Sibal’s attack on the government came after The Indian Express reported certain deletions from Class 12 National Council of Educational Research and Training (NCERT) social sciences textbooks.
In a tweet, Sibal said, “NCERT textbooks: Effaced: 1) Gandhi’s pursuit of Hindu Muslim unity 2) Banning of RSS 3) All references to Gujarat riots 4) Protests that turned into social movements in contemporary India.”
“Consistent with Modiji’s Bharat, modern Indian history should start from 2014…,” the former Union minister said. The BJP government came to power in 2014.
As part of its “syllabus rationalisation” exercise last year, NCERT had dropped certain portions from the syllabus, including lessons on Mughal courts, from its Class 12 textbooks, stating they were “overlapping” and “irrelevant”.
New NCERT textbooks revised in accordance with the new National Education Policy (NEP) are likely to be introduced in schools from 2024-25 academic session, Education Ministry officials said last month. The textbooks will be developed in accordance with the National Curriculum Framework (NCF).
“The new textbooks are likely to be introduced from 2024-25 academic session. It is a tall task but we are aiming for that. The textbooks will be revised as per the new NCF, work on which is already going on.
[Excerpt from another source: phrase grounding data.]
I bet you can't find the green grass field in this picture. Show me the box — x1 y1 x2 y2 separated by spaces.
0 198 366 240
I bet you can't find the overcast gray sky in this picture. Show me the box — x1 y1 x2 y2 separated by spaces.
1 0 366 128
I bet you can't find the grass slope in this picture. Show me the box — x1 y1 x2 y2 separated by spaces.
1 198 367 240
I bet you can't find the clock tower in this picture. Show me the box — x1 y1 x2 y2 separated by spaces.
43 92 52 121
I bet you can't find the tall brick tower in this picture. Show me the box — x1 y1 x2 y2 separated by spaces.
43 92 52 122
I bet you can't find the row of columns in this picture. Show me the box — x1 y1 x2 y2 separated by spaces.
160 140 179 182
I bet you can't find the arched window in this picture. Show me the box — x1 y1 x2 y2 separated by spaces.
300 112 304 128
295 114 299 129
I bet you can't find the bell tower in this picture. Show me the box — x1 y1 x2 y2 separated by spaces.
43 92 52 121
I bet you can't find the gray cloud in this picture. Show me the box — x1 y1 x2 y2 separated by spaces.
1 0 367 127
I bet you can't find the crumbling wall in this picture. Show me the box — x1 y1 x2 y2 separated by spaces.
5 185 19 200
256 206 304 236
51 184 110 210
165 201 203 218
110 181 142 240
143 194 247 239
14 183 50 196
Developing textbooks is a laborious task,” a senior MoE official said.
Meanwhile, it was reported earlier that Uttar Pradesh government schools will adopt from this academic session the NCERT’s new Class 12 history textbooks in which portions about Mughal courts have been removed.
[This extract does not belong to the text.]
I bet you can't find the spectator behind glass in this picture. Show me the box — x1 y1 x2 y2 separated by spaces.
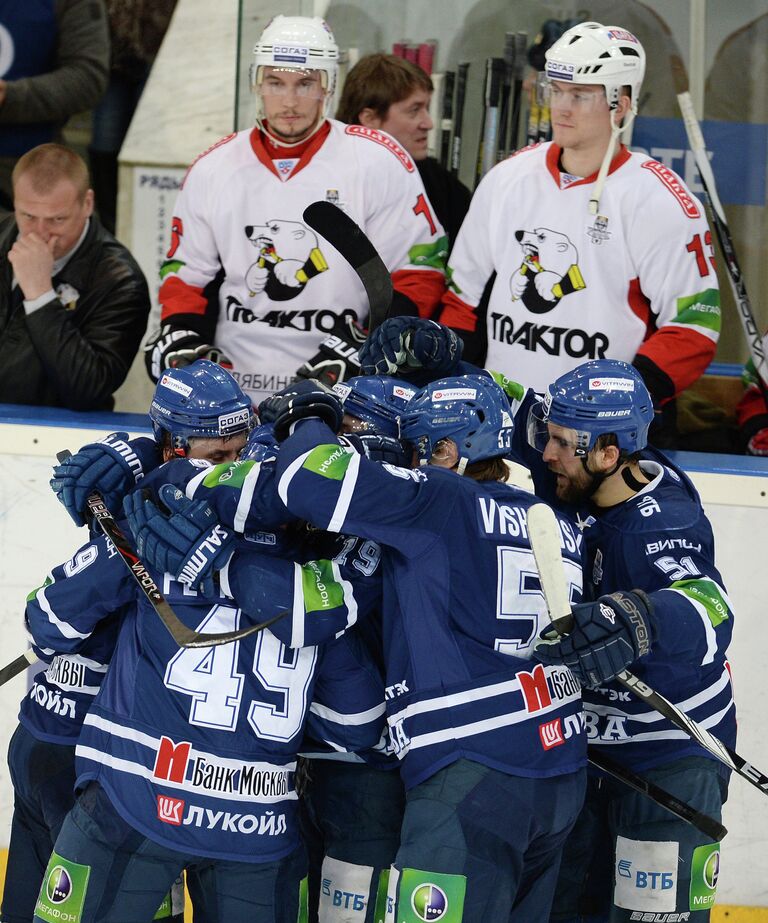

“We teach our students using NCERT books…whatever is there in the revised edition will be followed,” Deputy Chief Minister Brajesh Pathak said. Additional Chief Secretary (basic and secondary education) Deepak Kumar confirmed the development. “We follow NCERT books and whatever is available in the revised edition, we will follow it in state schools from 2023-24 session,” Kumar told PTI.
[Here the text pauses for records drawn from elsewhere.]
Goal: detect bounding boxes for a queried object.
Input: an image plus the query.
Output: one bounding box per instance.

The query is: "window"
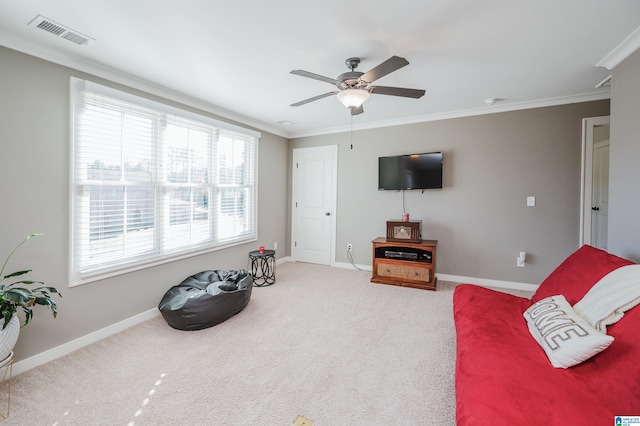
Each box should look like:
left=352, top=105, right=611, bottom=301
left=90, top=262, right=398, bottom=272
left=70, top=78, right=259, bottom=285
Many of these changes were announced in early 2022 when the Central Board of Secondary Education (CBSE) rationalised its syllabi in April. Besides schools under CBSE, some state boards also use NCERT textbooks.
Earlier, listing the changes, the NCERT, in a note, had said, “The content of the textbooks has been rationalised for various reasons, including overlapping with similar content in other subject areas in the same class, similar content included in the lower or higher classes on the same subject.”
It also stated that difficulty level, content which is easily accessible to students without much intervention from teachers and can be learned by self-learning or peer-learning and content which is irrelevant in the present context have been removed.
In the Class 12 political science textbook, pages on the topic ‘Gujarat Riots’ have been excluded from the chapter titled ‘Recent Developments in Indian Politics’. The mention of the National Human Rights Commission report on the 2002 violence and the “raj dharma” remark by then Prime Minister Atal Bihar Vajpayee has been dropped from the textbook.
Also, chapters on Mughal courts in a history textbook, a poem on the Dalit movement and a chapter on the Cold War, are among the exclusions from the political science textbook.